Hi, everyone. I’m 40 years old. My testosterone has been no higher than 330 with normal prolactin, shbg, fsh for the last 5 years. My lh was slightly high a few times. When it was first diagnosed I was 35 and 5’ 9" 220 lbs. I got as high as 230 lbs. before I got serious about trying to regain my health and testosterone levels. I started counting calories and lifting weights 1 year ago. Today I weigh 185 and have some improved muscle tone but still struggle with some belly fat. I started Clomid around a year ago as well. This got my testosterone to 500 or so. Estradiol stayed in the normal range.

I went off of it the last 3 months at my doctor’s suggestion to see if I could produce on my own. This morning I found out my level is 99. I assume I have primary hypogonadism. What I don’t understand is I don’t fit any of the criteria for the causes of primary hypo. Any ideas on what could be the cause? I’ve been tested for the usual things such as hemochromatosis, Never had any known infections such as mumps. No physical injury. Negative for HIV, etc. I did have an inguinal hernia repaired 3 years ago, however. I developed secondary sexually characteristics normally and my testosterone came back at 750 in my mid 20s. Is there such a thing as idiopathic primary hypo where ther is just no known reason? I will be going back to my urologist in 2 weeks to start test and possibly hcg to maintain fertility. Thanks


hi there,
wow this is a deep question, and would require a much more thorough analysis than what we can type over a keyboard. counting calories, test. tests, and exercise are all great, but ultimately for issues in the endocrine system (the pituitary, gonads, thyroid, etc) it comes down to more of the food being eaten. those systems are more affected by chemicals, neurotransmitters, and nutrition. I would start with cleaning up the diet to include organic foods, hydrating with almost exclusively water, including proper amounts of essential fats, oils, and among other things…
good luck


HCG suppresses the top half of the testicles and stimulates the bottom half, this is why it doesn’t produce the results one gets from TRT. TRT is a bioidentical hormone the body evolved to process, so you will probably need TRT.

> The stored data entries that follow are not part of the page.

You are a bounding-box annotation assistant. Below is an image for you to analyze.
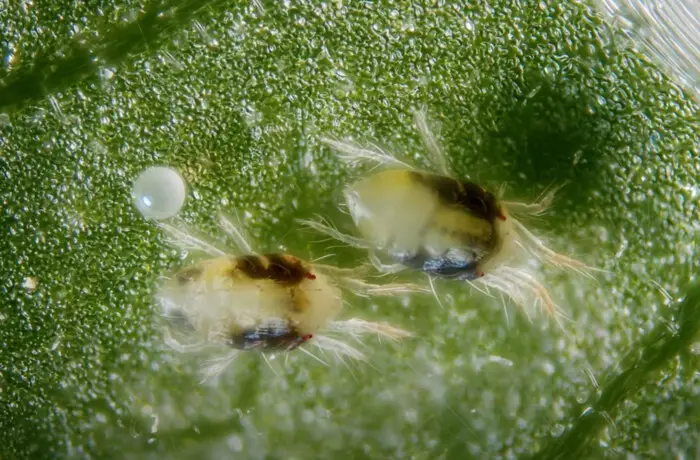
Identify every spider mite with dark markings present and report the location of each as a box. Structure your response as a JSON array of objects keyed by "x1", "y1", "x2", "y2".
[
  {"x1": 156, "y1": 214, "x2": 422, "y2": 380},
  {"x1": 300, "y1": 110, "x2": 598, "y2": 325}
]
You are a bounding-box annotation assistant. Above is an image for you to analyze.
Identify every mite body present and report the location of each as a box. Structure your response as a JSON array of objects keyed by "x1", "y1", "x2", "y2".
[
  {"x1": 302, "y1": 111, "x2": 596, "y2": 323},
  {"x1": 162, "y1": 254, "x2": 336, "y2": 352},
  {"x1": 345, "y1": 169, "x2": 508, "y2": 281},
  {"x1": 156, "y1": 214, "x2": 419, "y2": 378}
]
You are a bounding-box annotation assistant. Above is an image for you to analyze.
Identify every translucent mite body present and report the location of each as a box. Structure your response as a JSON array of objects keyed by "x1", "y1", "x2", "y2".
[
  {"x1": 302, "y1": 111, "x2": 596, "y2": 322},
  {"x1": 156, "y1": 214, "x2": 418, "y2": 378},
  {"x1": 163, "y1": 253, "x2": 335, "y2": 352},
  {"x1": 345, "y1": 169, "x2": 507, "y2": 281}
]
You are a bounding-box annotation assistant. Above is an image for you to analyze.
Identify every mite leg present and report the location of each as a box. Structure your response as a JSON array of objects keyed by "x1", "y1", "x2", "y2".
[
  {"x1": 336, "y1": 276, "x2": 430, "y2": 297},
  {"x1": 311, "y1": 335, "x2": 366, "y2": 361},
  {"x1": 497, "y1": 267, "x2": 570, "y2": 330},
  {"x1": 297, "y1": 216, "x2": 372, "y2": 249},
  {"x1": 163, "y1": 330, "x2": 208, "y2": 353},
  {"x1": 313, "y1": 263, "x2": 371, "y2": 279},
  {"x1": 496, "y1": 267, "x2": 560, "y2": 317},
  {"x1": 159, "y1": 304, "x2": 198, "y2": 334},
  {"x1": 320, "y1": 137, "x2": 414, "y2": 169},
  {"x1": 413, "y1": 109, "x2": 452, "y2": 177},
  {"x1": 218, "y1": 213, "x2": 255, "y2": 254},
  {"x1": 314, "y1": 250, "x2": 405, "y2": 276},
  {"x1": 502, "y1": 200, "x2": 548, "y2": 216},
  {"x1": 326, "y1": 318, "x2": 413, "y2": 341},
  {"x1": 316, "y1": 261, "x2": 425, "y2": 297},
  {"x1": 510, "y1": 218, "x2": 596, "y2": 279},
  {"x1": 158, "y1": 221, "x2": 227, "y2": 257},
  {"x1": 297, "y1": 345, "x2": 332, "y2": 366},
  {"x1": 478, "y1": 272, "x2": 531, "y2": 319},
  {"x1": 479, "y1": 272, "x2": 537, "y2": 324},
  {"x1": 199, "y1": 350, "x2": 241, "y2": 383},
  {"x1": 501, "y1": 183, "x2": 571, "y2": 217},
  {"x1": 427, "y1": 275, "x2": 445, "y2": 310},
  {"x1": 502, "y1": 187, "x2": 560, "y2": 216},
  {"x1": 369, "y1": 252, "x2": 406, "y2": 274},
  {"x1": 313, "y1": 319, "x2": 412, "y2": 370}
]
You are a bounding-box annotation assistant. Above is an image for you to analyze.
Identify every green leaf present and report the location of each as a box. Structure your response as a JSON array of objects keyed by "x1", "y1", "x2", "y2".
[
  {"x1": 1, "y1": 1, "x2": 698, "y2": 459},
  {"x1": 536, "y1": 279, "x2": 700, "y2": 459}
]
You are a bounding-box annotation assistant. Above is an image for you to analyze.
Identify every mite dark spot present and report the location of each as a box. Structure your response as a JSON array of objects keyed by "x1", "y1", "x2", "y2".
[
  {"x1": 266, "y1": 254, "x2": 308, "y2": 285},
  {"x1": 236, "y1": 255, "x2": 268, "y2": 279},
  {"x1": 411, "y1": 172, "x2": 501, "y2": 222},
  {"x1": 237, "y1": 254, "x2": 309, "y2": 285},
  {"x1": 228, "y1": 319, "x2": 306, "y2": 351},
  {"x1": 397, "y1": 250, "x2": 482, "y2": 281},
  {"x1": 175, "y1": 266, "x2": 203, "y2": 285}
]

You will likely have to say goodby to this doctor as urologists and endocrinologists don’t usually specialise in TRT which is probably why your current doctor hasn’t prescribed it to you. They are running a business and the name of the game is profit, there’s no profit in prescribing unpatentable hormones, drugs are patentable therefore profitable.

There are not going to prescribe something that brings in little to no profit, otherwise no fancy cars or lifestyle. You need a private hormone specialists.

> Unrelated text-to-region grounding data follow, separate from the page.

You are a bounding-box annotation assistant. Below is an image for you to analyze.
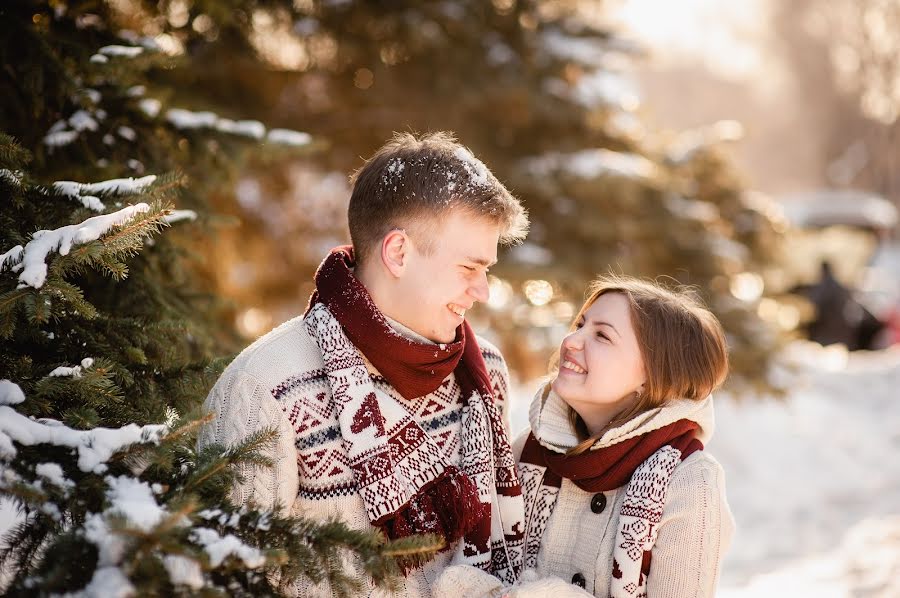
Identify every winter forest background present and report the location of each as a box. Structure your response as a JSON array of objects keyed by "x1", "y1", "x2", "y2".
[{"x1": 2, "y1": 0, "x2": 900, "y2": 596}]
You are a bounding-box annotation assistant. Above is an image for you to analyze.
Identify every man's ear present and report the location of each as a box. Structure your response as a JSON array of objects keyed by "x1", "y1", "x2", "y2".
[{"x1": 381, "y1": 229, "x2": 408, "y2": 278}]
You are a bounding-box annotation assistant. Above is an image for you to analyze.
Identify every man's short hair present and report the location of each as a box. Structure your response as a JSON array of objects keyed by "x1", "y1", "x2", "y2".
[{"x1": 348, "y1": 131, "x2": 528, "y2": 264}]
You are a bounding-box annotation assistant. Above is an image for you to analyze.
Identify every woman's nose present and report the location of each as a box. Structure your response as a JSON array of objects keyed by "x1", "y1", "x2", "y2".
[{"x1": 562, "y1": 331, "x2": 584, "y2": 351}]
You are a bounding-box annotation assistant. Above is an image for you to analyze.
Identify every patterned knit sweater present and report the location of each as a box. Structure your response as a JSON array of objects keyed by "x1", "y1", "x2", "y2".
[
  {"x1": 512, "y1": 388, "x2": 734, "y2": 598},
  {"x1": 198, "y1": 313, "x2": 512, "y2": 597}
]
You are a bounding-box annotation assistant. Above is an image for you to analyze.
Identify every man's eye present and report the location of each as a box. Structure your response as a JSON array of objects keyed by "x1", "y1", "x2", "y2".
[{"x1": 462, "y1": 265, "x2": 476, "y2": 272}]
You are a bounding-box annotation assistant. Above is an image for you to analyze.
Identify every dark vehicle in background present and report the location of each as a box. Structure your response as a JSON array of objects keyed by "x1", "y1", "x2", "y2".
[{"x1": 776, "y1": 189, "x2": 899, "y2": 349}]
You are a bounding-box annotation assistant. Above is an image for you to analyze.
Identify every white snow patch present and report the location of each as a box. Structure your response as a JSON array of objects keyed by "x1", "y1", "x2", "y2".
[
  {"x1": 0, "y1": 405, "x2": 166, "y2": 472},
  {"x1": 453, "y1": 147, "x2": 491, "y2": 187},
  {"x1": 48, "y1": 358, "x2": 93, "y2": 378},
  {"x1": 73, "y1": 565, "x2": 135, "y2": 598},
  {"x1": 99, "y1": 45, "x2": 143, "y2": 58},
  {"x1": 35, "y1": 462, "x2": 74, "y2": 490},
  {"x1": 161, "y1": 209, "x2": 197, "y2": 225},
  {"x1": 163, "y1": 555, "x2": 204, "y2": 589},
  {"x1": 524, "y1": 149, "x2": 658, "y2": 181},
  {"x1": 1, "y1": 203, "x2": 151, "y2": 289},
  {"x1": 105, "y1": 476, "x2": 167, "y2": 531},
  {"x1": 48, "y1": 365, "x2": 82, "y2": 378},
  {"x1": 267, "y1": 128, "x2": 312, "y2": 146},
  {"x1": 44, "y1": 129, "x2": 79, "y2": 147},
  {"x1": 138, "y1": 98, "x2": 161, "y2": 118},
  {"x1": 191, "y1": 527, "x2": 265, "y2": 568},
  {"x1": 69, "y1": 110, "x2": 98, "y2": 132},
  {"x1": 80, "y1": 89, "x2": 101, "y2": 104},
  {"x1": 165, "y1": 108, "x2": 218, "y2": 129},
  {"x1": 215, "y1": 118, "x2": 266, "y2": 139},
  {"x1": 0, "y1": 380, "x2": 25, "y2": 405},
  {"x1": 117, "y1": 126, "x2": 136, "y2": 141}
]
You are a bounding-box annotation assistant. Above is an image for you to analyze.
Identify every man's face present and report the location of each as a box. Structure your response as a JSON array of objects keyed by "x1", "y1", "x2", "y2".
[{"x1": 393, "y1": 210, "x2": 499, "y2": 343}]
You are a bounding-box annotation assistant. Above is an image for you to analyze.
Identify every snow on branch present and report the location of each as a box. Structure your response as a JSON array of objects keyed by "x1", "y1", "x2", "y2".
[
  {"x1": 166, "y1": 108, "x2": 266, "y2": 140},
  {"x1": 90, "y1": 44, "x2": 145, "y2": 64},
  {"x1": 153, "y1": 107, "x2": 310, "y2": 146},
  {"x1": 191, "y1": 527, "x2": 266, "y2": 568},
  {"x1": 161, "y1": 209, "x2": 197, "y2": 225},
  {"x1": 53, "y1": 175, "x2": 156, "y2": 212},
  {"x1": 266, "y1": 128, "x2": 312, "y2": 146},
  {"x1": 0, "y1": 203, "x2": 151, "y2": 289},
  {"x1": 0, "y1": 379, "x2": 25, "y2": 405},
  {"x1": 48, "y1": 357, "x2": 95, "y2": 378},
  {"x1": 0, "y1": 385, "x2": 167, "y2": 472},
  {"x1": 523, "y1": 148, "x2": 659, "y2": 181}
]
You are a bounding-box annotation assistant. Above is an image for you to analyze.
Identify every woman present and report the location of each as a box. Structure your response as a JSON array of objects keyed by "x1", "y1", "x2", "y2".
[
  {"x1": 433, "y1": 275, "x2": 733, "y2": 598},
  {"x1": 514, "y1": 275, "x2": 734, "y2": 597}
]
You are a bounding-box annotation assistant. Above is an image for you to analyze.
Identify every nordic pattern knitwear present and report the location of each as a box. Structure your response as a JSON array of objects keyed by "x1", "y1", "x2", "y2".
[
  {"x1": 513, "y1": 386, "x2": 734, "y2": 597},
  {"x1": 304, "y1": 303, "x2": 525, "y2": 580},
  {"x1": 199, "y1": 319, "x2": 522, "y2": 593}
]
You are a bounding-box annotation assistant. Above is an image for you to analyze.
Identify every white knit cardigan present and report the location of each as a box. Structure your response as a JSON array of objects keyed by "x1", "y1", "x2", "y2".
[
  {"x1": 198, "y1": 314, "x2": 513, "y2": 597},
  {"x1": 510, "y1": 388, "x2": 735, "y2": 598}
]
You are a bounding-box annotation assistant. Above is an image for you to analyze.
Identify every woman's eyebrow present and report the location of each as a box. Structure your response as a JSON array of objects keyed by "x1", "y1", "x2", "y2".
[{"x1": 590, "y1": 320, "x2": 620, "y2": 337}]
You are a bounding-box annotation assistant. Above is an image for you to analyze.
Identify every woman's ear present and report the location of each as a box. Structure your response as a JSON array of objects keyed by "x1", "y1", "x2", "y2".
[{"x1": 381, "y1": 229, "x2": 408, "y2": 278}]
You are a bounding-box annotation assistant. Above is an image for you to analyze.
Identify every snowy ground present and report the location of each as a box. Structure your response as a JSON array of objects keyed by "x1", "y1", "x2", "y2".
[{"x1": 510, "y1": 341, "x2": 900, "y2": 597}]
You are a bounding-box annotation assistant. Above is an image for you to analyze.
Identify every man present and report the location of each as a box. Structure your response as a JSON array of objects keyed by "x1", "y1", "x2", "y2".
[{"x1": 200, "y1": 132, "x2": 529, "y2": 595}]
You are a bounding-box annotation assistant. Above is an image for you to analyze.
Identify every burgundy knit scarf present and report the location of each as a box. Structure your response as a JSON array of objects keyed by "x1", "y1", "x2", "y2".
[
  {"x1": 304, "y1": 246, "x2": 524, "y2": 582},
  {"x1": 519, "y1": 418, "x2": 703, "y2": 493}
]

If you insist on staying within insurance suffering will likely continue.


What city do you live in? Always good to mention because there are some Endos and urologist who do specialize in TRT. I go to a urologist who actually has HCG in his office that he gets from a compound pharmacy.


I appreciate your opinion but I’m lucky I have a urologist that wants to help. He has already told me that he is going to prescribe trt for me.


Louisville, KY


Wanting to help and being able to help are two different things, if he suggests 200mg every 2 weeks run, don’t walk away from this doctor.